From 83d1a0aae17e4e8110ac64c7975a8520592712f9 Mon Sep 17 00:00:00 2001
From: Abhishek Kekane <abhishek.kekane@nttdata.com>
Date: Fri, 20 Jan 2017 12:00:12 +0530
Subject: [PATCH] Implement reserved_host, auto_priority and rh_priority
 recovery methods

Implements: bp implement-recovery-methods
Change-Id: I83ce204d8f25b240fa6ce723dc15192ae9b4e191
---
 .../implement-reserved-host-action.rst        | 224 ++++++++++++++++++
 1 file changed, 224 insertions(+)
 create mode 100644 specs/ocata/approved/implement-reserved-host-action.rst

diff --git a/specs/ocata/approved/implement-reserved-host-action.rst b/specs/ocata/approved/implement-reserved-host-action.rst
new file mode 100644
index 0000000..93b554c
--- /dev/null
+++ b/specs/ocata/approved/implement-reserved-host-action.rst
@@ -0,0 +1,224 @@
+..
+ This work is licensed under a Creative Commons Attribution 3.0 Unported
+ License.
+
+ http://creativecommons.org/licenses/by/3.0/legalcode
+
+=================================================================
+Implement RESERVED_HOST recovery action for host failure workflow
+=================================================================
+
+https://blueprints.launchpad.net/masakari/+spec/implement-recovery-methods
+
+This spec talks about adding RESERVED_HOST recovery action for host
+failure workflow. In masakari each failover segment has recovery_method
+defined for it, so that if any of the host within that failover segment
+goes down then recovery action will be executed to evacuate "HA_Enabled" or all
+instances depending on "evacuate_all_instances" configuration option from that
+host based on recovery_method.
+
+What is RESERVED_HOST?
+
+In each failover segment operators will keep some hosts as reserved by
+disabling the compute service on those hosts and setting "reserved"
+property of that host as "True". As a result, these hosts are not
+selected by the nova scheduler while provisioning new instances or for
+performing any other instance actions such as resize, migration etc.

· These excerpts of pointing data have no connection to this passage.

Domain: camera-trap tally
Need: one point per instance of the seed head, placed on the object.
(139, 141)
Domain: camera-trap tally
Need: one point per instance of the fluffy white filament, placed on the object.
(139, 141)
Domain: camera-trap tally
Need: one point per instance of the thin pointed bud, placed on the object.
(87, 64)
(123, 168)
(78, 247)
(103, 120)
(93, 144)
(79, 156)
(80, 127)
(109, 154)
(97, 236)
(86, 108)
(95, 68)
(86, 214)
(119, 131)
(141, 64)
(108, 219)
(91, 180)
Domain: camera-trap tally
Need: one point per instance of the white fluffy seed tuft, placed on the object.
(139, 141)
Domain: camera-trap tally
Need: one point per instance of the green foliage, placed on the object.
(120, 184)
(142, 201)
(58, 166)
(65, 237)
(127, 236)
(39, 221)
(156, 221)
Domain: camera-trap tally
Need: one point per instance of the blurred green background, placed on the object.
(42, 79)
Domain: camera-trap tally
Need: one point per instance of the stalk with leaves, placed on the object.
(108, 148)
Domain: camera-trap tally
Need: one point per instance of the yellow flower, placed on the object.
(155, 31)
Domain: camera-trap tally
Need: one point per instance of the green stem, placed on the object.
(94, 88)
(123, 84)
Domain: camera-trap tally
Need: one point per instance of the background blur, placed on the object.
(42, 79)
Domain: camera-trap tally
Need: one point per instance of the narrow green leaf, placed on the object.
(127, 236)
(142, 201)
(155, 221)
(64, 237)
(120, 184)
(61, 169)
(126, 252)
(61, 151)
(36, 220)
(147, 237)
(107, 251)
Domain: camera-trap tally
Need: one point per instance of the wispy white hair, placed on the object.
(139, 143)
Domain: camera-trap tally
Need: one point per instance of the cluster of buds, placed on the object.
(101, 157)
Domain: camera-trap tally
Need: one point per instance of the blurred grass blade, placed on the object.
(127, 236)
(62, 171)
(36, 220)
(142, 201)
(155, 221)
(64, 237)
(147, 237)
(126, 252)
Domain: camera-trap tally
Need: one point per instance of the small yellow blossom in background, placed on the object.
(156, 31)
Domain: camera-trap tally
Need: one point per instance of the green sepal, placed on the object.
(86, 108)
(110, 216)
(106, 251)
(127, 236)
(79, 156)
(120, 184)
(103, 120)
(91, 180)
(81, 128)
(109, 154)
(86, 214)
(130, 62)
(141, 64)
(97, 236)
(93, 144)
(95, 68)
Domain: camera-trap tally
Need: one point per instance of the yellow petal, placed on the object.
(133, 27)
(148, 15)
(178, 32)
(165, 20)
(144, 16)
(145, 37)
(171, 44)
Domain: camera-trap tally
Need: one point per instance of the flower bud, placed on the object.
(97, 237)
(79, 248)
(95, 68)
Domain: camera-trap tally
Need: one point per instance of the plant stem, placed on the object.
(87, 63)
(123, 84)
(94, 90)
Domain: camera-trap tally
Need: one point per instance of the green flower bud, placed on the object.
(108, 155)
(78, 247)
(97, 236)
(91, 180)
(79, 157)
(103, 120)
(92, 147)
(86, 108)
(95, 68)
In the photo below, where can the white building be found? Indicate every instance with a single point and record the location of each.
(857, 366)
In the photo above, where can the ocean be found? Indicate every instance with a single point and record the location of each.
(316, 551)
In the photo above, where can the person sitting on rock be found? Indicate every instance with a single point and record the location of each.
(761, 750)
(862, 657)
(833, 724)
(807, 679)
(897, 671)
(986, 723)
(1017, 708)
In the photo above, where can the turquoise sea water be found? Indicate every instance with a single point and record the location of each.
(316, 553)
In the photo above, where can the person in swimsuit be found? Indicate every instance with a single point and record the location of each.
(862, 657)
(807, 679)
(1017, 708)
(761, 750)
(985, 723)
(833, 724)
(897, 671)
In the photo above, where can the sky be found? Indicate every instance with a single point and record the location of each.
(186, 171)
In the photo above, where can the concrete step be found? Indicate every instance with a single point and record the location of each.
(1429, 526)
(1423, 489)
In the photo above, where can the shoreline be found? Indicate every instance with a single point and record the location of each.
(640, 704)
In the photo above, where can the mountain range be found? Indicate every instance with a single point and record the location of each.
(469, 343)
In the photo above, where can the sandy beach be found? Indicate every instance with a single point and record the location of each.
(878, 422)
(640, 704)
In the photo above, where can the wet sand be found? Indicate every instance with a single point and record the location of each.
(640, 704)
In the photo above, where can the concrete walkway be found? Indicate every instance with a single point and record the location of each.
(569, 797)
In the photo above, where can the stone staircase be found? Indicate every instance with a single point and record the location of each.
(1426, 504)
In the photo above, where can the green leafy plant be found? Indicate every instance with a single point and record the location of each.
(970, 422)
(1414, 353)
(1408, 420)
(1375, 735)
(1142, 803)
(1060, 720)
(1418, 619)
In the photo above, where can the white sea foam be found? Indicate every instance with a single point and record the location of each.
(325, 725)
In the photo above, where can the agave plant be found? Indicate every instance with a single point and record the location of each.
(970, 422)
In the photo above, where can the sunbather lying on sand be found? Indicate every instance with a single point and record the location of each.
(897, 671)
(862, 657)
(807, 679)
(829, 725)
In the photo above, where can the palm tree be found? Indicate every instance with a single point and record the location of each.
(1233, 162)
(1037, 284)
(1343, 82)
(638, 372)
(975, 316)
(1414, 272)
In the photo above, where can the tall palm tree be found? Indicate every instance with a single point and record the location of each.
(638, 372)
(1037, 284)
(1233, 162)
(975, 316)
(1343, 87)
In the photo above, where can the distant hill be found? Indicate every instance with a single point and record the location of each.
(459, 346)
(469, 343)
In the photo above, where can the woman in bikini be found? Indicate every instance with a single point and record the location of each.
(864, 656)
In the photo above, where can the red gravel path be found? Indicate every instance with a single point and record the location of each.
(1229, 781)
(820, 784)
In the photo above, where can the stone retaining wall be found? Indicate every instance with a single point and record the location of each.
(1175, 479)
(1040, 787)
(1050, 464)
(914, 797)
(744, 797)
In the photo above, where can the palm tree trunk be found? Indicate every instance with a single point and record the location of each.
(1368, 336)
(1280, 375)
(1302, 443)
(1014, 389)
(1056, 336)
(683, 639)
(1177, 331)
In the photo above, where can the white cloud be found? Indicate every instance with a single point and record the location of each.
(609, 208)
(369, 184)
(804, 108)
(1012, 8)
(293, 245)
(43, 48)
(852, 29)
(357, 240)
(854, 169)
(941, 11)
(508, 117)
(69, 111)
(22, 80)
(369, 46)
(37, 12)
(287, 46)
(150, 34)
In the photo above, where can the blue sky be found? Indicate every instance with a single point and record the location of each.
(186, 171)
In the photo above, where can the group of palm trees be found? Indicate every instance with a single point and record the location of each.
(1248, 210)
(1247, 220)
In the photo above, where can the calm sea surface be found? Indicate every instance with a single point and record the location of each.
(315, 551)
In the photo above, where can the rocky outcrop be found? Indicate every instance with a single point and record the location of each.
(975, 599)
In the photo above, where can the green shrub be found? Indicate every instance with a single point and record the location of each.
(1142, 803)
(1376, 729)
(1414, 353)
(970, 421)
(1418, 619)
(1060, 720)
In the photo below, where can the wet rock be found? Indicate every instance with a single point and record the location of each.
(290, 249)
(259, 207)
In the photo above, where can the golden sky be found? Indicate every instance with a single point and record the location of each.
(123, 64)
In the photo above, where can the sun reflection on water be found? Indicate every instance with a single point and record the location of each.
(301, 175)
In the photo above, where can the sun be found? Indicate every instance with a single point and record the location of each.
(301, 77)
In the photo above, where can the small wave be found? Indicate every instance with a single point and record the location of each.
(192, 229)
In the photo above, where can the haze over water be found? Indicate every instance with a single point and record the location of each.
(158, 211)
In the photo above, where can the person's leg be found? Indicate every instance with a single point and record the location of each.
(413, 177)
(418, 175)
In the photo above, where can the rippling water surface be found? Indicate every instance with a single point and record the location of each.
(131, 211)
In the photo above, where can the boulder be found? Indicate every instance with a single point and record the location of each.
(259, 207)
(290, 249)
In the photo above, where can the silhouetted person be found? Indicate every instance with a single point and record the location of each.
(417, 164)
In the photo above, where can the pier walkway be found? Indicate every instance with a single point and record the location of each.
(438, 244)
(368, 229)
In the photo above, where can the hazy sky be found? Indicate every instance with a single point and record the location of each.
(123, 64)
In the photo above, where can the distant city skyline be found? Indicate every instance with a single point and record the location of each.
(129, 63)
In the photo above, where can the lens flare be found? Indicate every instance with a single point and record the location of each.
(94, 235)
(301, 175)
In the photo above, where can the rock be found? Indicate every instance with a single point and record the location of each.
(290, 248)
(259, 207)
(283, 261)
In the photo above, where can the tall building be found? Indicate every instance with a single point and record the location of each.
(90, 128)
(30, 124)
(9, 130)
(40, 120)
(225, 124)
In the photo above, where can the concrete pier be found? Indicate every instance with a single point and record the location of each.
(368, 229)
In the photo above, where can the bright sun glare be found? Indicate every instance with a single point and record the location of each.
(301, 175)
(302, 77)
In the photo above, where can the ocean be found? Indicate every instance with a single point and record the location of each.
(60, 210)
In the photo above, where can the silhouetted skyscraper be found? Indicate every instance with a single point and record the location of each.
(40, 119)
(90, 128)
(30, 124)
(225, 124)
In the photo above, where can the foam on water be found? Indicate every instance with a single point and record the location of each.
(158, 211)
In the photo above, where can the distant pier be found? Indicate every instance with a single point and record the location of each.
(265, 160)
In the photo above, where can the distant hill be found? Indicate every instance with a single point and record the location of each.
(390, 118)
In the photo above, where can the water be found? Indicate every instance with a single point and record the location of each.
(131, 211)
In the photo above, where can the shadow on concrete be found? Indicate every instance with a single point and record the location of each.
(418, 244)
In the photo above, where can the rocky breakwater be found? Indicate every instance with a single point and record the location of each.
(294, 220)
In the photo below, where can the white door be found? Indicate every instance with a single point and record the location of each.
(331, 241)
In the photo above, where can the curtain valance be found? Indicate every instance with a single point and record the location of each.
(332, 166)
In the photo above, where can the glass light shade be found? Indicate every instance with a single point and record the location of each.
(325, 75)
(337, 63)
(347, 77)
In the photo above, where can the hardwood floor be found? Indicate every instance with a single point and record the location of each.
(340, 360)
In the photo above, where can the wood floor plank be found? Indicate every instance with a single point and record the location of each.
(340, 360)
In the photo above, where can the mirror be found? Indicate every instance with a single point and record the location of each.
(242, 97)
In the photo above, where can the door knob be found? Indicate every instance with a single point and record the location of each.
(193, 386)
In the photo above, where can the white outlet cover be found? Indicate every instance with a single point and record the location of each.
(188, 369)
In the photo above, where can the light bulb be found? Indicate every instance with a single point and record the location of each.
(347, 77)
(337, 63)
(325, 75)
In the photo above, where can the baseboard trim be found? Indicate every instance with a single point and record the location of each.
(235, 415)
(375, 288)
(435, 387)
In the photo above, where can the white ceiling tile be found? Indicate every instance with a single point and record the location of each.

+These hosts can be used by masakari engine for evacuating the instances
+from the failed host. Once the reserved host is used for evacuating
+the instances it is no longer treated as reserved and nova scheduler can
+use that host for scheduling the instances.
+
+Problem description
+===================
+
+Masakari provides a driver interface for implementing the workflows
+synchronously or asynchronously. Whoever wants to implement the
+workflow can inherit the masakari driver and implement the workflows.
+
+For implementing the RESERVED_HOST recovery action masakari engine
+should provide list of reserved hosts associated with its failover segment
+to the driver. Its then job of the driver to execute the workflow and use
+this list for evacuating the instances from failed host. One of the task of
+the workflow is to enable the compute service on reserved host so that
+instances can be evacuated on that host. At the same time "reserved" property
+of that host needs to be set to False. There is a possibility for multiple
+host failures under one failover segment may take the same reserved host and
+start the recovery workflows at the same time. To avoid this situation, lock
+with current reserved host name will be acquired on each of the task and that
+reserved host will be skipped if the lock acquired and evacuation will be done
+on the next reserved host from the list.
+
+Use Cases
+---------
+
+Operator may want to execute host_failure workflow using 'RESERVED_HOST'
+recovery method.
+
+Proposed change
+===============
+
+Masakari engine should execute the workflows synchronously only. Masakari
+engine will load all the drivers. Whoever is going to implement the new driver,
+it should be the responsibility of that driver to get the result of workflow
+and send it back to the masakari engine. If someone wants to add a driver
+which will execute the workflow on a different host and not on the same host
+where masakari engine is running then they will need to design that driver
+in such a way that workflow will execute on any host in asynchronous way and
+send back the result to the masakari engine, so that masakari engine will
+set the notification status to "ERROR" or "FINISHED" based on the results.
+
+To implement "reserved_host" recovery method, we need to implement lock
+mechanism over reserved host so that masakari-engine don't use same reserved
+host for multiple failure notifications. There are two ways to implement the
+lock mechanism:
+
+1. Use oslo_concurrency.lockutils file based lock:
+   Easy to implement, but cannot manage lock among multiple nodes.
+
+2. Implement lock mechanism using Tooz:
+   Operator would want to deploy multiple masakari-engine services on
+   different nodes. For this purpose we recommend to use distributed locking
+   mechanism provided by Tooz library. By default Tooz would be configured to
+   use file locks, so everything will work as oslo_concurrency lock mechanism.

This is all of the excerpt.